Follow-up Questions and Responses
Follow-up 1: Why is a fencing token necessary if the lock has a lease?
The lease only lets the lock service grant B a lock after 30 seconds. It cannot remove an operation that A already sent to an external system but that remains in a network or process queue. A may also resume after a long pause without knowing its lease expired. Once the resource accepts token 42, rejecting token 41 stops old-epoch work at the point where side effects happen. The reusable rule is: a lease decides when a new holder may be elected; fencing decides whether the old holder's work is still accepted.
Follow-up 2: What if the protected database cannot store a fencing token?
Look first for an equivalent atomic version condition such as UPDATE ... WHERE version = expected, a unique constraint, a transactional lock, or a database advisory lock. Writes can also pass through a proxy or single-consumer queue that validates the token. If none is possible, the guarantee is only best-effort exclusion; process pauses and delayed messages can still break correctness. Money and inventory workflows should not accept an ambiguous claim.
Follow-up 3: How would you design a global lock across regions?
The direct design gives each resource a home region and makes every region use one cross-region quorum. That adds long-distance write latency, and minority regions cannot acquire during a partition. Independent regional locks cannot be merged asynchronously because mutual-exclusion conflicts cannot be undone later. If regional availability matters more, partition resource ownership so one resource is writable in one region instead of inventing active-active global locking.
Follow-up 4: How would you choose the 30-second lease and 10-second renewal interval?
They are prompt inputs.
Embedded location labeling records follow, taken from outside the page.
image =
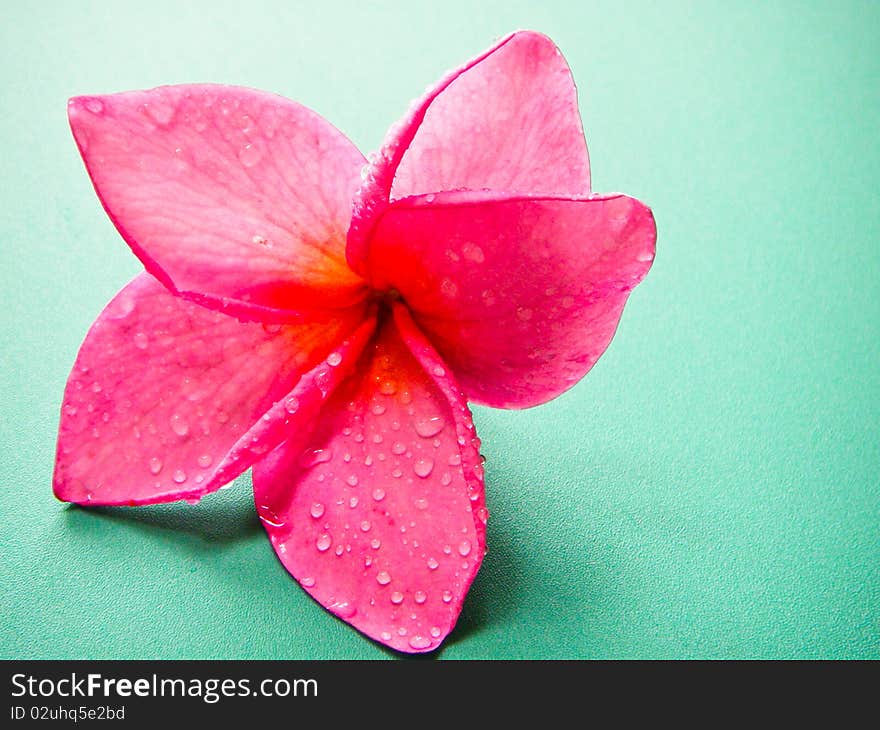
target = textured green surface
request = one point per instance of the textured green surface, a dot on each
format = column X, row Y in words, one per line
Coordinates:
column 709, row 490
Real values depend on the longest normal process pause, network p99, election time, clock-error budget, and acceptable failure-recovery time. A lease that is too short treats normal jitter as lock loss; one that is too long delays recovery from a failed holder. A 10-second renewal gives two additional opportunities inside a 30-second lease. Add random jitter so 20,000 clients do not create synchronized renewal spikes.
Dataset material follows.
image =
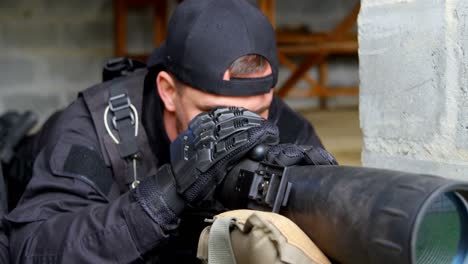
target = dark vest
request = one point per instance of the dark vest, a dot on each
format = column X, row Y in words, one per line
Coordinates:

Follow-up 5: How would you support acquiring several locks at once?
The simplest boundary is that this service does not offer atomic cross-resource locking. Callers acquire normalized resource names in a fixed order with a short overall timeout, and release in reverse order after failure. This reduces deadlock but is not transactional atomicity. If the domain truly needs all-or-nothing acquisition, model the set as one higher-level resource or keep all keys in one consensus transaction and accept the throughput and complexity cost.
Follow-up 6: How would you prove the implementation never creates two valid holders?
Use a state-machine model to generate acquire, renew, release, expiration, and retry sequences, checking that each log position has at most one valid leaseId and that tokens increase. Then inject faults: lose the response after commit, pause A beyond the lease, let B acquire and write, and resume A with its old write; the resource must reject the old token. Also isolate the minority and majority, repeatedly change leaders, cancel waiters, and check every concurrent history against the invariants.